3. The dependency information is collated by the build system in order

to generate the input module map for each TU. This, again, does not

depend on source inclusion information. And if the build system uses a

predictable naming scheme for modules, it doesn't need to know how the

other TU was produced, it can just leave the dependency edge to be

tracked by the build system.
That sounds right given the restrictions on module units in [module.import]p1<http://eel.is/c++draft/module.import#1>.

The end result is that for the initial build, the only inputs for a

translation unit are the command line, the sources for the translation

unit and the files provided by other targets in the build system that

are listed in the module map.
As well as any generated header files that are included in the TU (typically none of course).

When Importable Headers are introduced, we have an input to the

dependency scanning process, which means that the rule to produce the

module mapper depends on the list of importable headers and the

arguments to those. The module mapper data is an input to the actual

translation, which will invalidate the translation unit itself.
No, the invalidation only occurs if the TU actually uses that input.

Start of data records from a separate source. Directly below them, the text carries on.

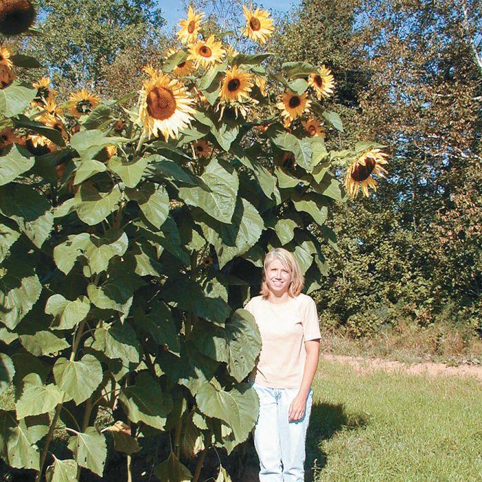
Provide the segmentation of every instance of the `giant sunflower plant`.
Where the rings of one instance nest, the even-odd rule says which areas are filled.
[[[240,34],[264,43],[269,13],[244,13]],[[321,243],[336,238],[328,210],[346,197],[335,169],[349,164],[352,196],[386,173],[374,143],[327,150],[343,128],[323,105],[326,67],[271,71],[269,54],[202,36],[202,14],[189,15],[184,45],[118,101],[83,89],[59,103],[48,78],[5,76],[0,390],[13,390],[0,454],[37,481],[103,476],[113,450],[132,477],[151,437],[160,480],[230,480],[203,463],[226,460],[258,416],[246,378],[260,339],[242,306],[264,254],[293,252],[316,290]],[[12,59],[36,66],[0,54],[6,72]],[[56,428],[65,437],[52,444]]]

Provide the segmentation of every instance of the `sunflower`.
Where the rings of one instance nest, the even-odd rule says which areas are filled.
[[[25,139],[25,147],[34,156],[43,156],[55,150],[55,144],[45,136],[29,134]]]
[[[276,107],[281,110],[281,115],[285,118],[285,125],[309,109],[311,101],[306,98],[306,92],[299,95],[287,90],[281,96],[281,102],[278,102]]]
[[[211,35],[206,41],[200,40],[193,43],[189,47],[189,52],[187,60],[194,61],[196,67],[200,65],[207,67],[220,62],[225,51],[221,42],[217,42],[214,40],[214,35]]]
[[[201,26],[201,19],[204,16],[203,13],[196,14],[196,11],[189,6],[187,10],[187,20],[179,21],[179,25],[182,28],[178,32],[178,36],[181,43],[187,45],[196,42]]]
[[[30,0],[0,0],[0,32],[18,35],[28,30],[35,20],[35,9]]]
[[[0,131],[0,152],[15,142],[17,142],[17,138],[12,129],[6,127]]]
[[[5,63],[0,63],[0,89],[8,87],[14,78],[12,69]]]
[[[54,129],[56,131],[59,131],[59,132],[62,134],[62,137],[67,140],[68,137],[67,132],[63,126],[63,123],[58,117],[56,117],[49,112],[45,112],[40,118],[40,122],[45,124],[48,127],[50,127],[50,129]]]
[[[1,0],[0,0],[1,1]],[[11,56],[10,51],[8,48],[0,48],[0,65],[6,65],[9,69],[11,69],[13,67],[13,63],[10,60]]]
[[[178,138],[179,131],[190,124],[194,113],[191,107],[193,101],[187,89],[178,80],[167,74],[143,81],[144,87],[139,92],[139,118],[144,129],[155,137],[162,132],[166,140]]]
[[[48,77],[42,77],[38,82],[34,82],[32,86],[36,89],[36,95],[32,101],[34,105],[43,105],[48,100],[53,100],[57,94],[56,90],[50,88]]]
[[[249,92],[253,87],[253,76],[234,66],[227,70],[221,85],[221,100],[229,103],[242,102],[243,98],[249,100]]]
[[[176,53],[176,50],[170,48],[167,50],[166,59],[169,59],[171,55]],[[173,69],[172,73],[178,77],[184,77],[185,75],[189,75],[194,70],[194,63],[192,61],[185,60],[183,62],[178,63],[175,69]]]
[[[81,89],[71,94],[68,103],[69,110],[74,117],[80,117],[95,109],[100,101],[101,98],[96,94],[92,94],[86,89]]]
[[[205,140],[202,139],[194,143],[193,147],[197,157],[209,158],[213,151],[213,148]]]
[[[317,136],[322,139],[326,137],[324,127],[317,119],[310,118],[306,121],[302,120],[302,124],[303,124],[303,127],[306,129],[306,132],[312,137]]]
[[[243,34],[260,43],[266,43],[268,37],[275,30],[273,19],[268,18],[269,12],[260,10],[259,8],[253,12],[252,6],[248,10],[244,5],[242,9],[246,17],[246,27]]]
[[[322,97],[329,97],[333,93],[333,76],[324,65],[322,65],[317,74],[310,74],[308,83],[315,90],[315,94],[319,100]]]
[[[377,181],[372,176],[376,174],[384,178],[388,174],[383,167],[388,162],[385,158],[387,156],[388,154],[379,149],[370,149],[351,163],[345,176],[345,188],[350,198],[358,196],[359,186],[367,198],[369,196],[368,187],[377,190]]]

The end result is that any change to that input invalidates the builds

of all translation units in the project.
Per prior statements, I disagree.

Some build systems may be able to work around that issue in various

ways. The way Clang Header Modules and the early MSVC adoption works

around it is by assuming that the dependency scanning doing a plain

source inclusion is equivalent to the actual dependencies that will be

needed later. It is considered a user error if that is not true.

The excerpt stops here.